Within the above code, we implement the PDF processing performance of the appliance.

Load and Extract PDF Textual content: The PyPDFLoader reads the PDF file and extracts the textual content content material from all pages, concatenating it right into a single string.
Break up Textual content into Chunks: The textual content is split into smaller chunks utilizing the text_splitter for higher processing and bedding creation.
Generate Embeddings: Chroma creates vector embeddings from the textual content chunks and shops them in a persistent database listing.
Extract Title and Creator: The primary non-empty line is used because the title, and the second because the writer.
Return Article Content material: Assemble an Article Content material object containing the title, full textual content, writer, and file path.

Getting the related Chunk

def get_relevant_chunks(self, question: str, okay: int = 3) -> Record[str]:
        """Retrieve related chunks from vector database"""
        outcomes = self.vectordb.similarity_search(question, okay=okay)
        return [doc.page_content for doc in results]

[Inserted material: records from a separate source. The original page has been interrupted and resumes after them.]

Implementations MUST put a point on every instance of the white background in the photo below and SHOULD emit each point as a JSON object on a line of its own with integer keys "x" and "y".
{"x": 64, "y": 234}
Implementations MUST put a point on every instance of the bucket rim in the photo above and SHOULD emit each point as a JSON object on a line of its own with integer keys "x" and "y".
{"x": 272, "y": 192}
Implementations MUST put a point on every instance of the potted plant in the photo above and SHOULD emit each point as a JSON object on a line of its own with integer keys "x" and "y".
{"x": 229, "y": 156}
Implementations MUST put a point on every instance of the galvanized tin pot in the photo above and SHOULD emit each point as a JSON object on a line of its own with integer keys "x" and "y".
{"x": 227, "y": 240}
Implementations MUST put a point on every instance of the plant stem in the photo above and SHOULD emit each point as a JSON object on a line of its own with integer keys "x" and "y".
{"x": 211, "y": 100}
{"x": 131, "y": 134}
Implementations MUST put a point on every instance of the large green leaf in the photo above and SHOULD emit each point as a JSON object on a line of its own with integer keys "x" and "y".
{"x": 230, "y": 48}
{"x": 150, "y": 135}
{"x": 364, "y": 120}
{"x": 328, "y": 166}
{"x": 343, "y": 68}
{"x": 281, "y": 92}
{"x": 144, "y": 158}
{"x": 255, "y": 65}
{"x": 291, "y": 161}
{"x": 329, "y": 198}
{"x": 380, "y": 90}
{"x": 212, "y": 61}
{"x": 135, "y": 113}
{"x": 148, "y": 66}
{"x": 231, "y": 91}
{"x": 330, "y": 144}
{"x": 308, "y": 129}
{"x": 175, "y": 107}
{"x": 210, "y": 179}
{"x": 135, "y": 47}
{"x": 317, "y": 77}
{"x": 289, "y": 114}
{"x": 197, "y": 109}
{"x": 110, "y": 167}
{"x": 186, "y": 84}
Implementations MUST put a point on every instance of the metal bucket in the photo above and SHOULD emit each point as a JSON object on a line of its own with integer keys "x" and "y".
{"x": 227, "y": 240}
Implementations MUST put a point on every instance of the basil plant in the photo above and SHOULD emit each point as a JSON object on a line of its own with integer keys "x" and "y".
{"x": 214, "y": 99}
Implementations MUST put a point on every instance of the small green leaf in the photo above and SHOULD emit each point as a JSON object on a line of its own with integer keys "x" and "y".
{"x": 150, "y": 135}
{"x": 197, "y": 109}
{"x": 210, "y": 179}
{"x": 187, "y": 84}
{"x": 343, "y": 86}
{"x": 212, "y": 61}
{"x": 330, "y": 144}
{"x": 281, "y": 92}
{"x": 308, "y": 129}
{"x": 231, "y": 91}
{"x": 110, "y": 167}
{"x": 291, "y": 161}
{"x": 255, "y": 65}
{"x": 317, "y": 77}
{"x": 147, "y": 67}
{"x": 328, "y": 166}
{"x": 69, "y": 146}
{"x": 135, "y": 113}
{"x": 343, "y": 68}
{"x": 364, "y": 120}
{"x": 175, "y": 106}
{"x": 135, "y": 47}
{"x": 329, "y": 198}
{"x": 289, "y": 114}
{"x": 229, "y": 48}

This code retrieves the highest okay (default 3) most related textual content chunks from the vector database based mostly on similarity to the given question.

Producing Tweet thread from Article

This technique is a very powerful as a result of right here we’ll use all of the generative AI, embedding, and prompts collectively to generate the Thread from the shopper’s PDF file.

def generate_twitter_thread(self, article: ArticleContent) -> TwitterThread:
        """Generate Twitter thread utilizing Gemini"""
        # First, get essentially the most related chunks for various facets
        intro_chunks = self.get_relevant_chunks("introduction and details")
        technical_chunks = self.get_relevant_chunks("technical particulars and implementation")
        conclusion_chunks = self.get_relevant_chunks("conclusion and key takeaways")
       
        thread_prompt = PromptTemplate(
            input_variables=["title", "intro", "technical", "conclusion"],
            template="""
            Write an enticing Twitter thread (8-10 tweets) summarizing this technical article in an approachable and human-like type.

            Title: {title}

            Introduction Context:
            {intro}

            Technical Particulars:
            {technical}

            Key Takeaways:
            {conclusion}

            Tips:
            1. Begin with a hook that grabs consideration (e.g., a stunning reality, daring assertion, or thought-provoking query).
            2. Use a conversational tone and clarify complicated particulars merely, with out jargon.
            3. Embrace concise tweets beneath 280 characters, following the 1/n numbering format.
            4. Break down the important thing insights logically, and make every tweet construct curiosity for the following one.
            5. Embrace related examples, analogies, or comparisons to assist understanding.
            6. Finish the thread with a powerful conclusion and a name to motion (e.g., "Learn the total article," "Observe for extra insights").
            7. Make it relatable, instructional, and interesting.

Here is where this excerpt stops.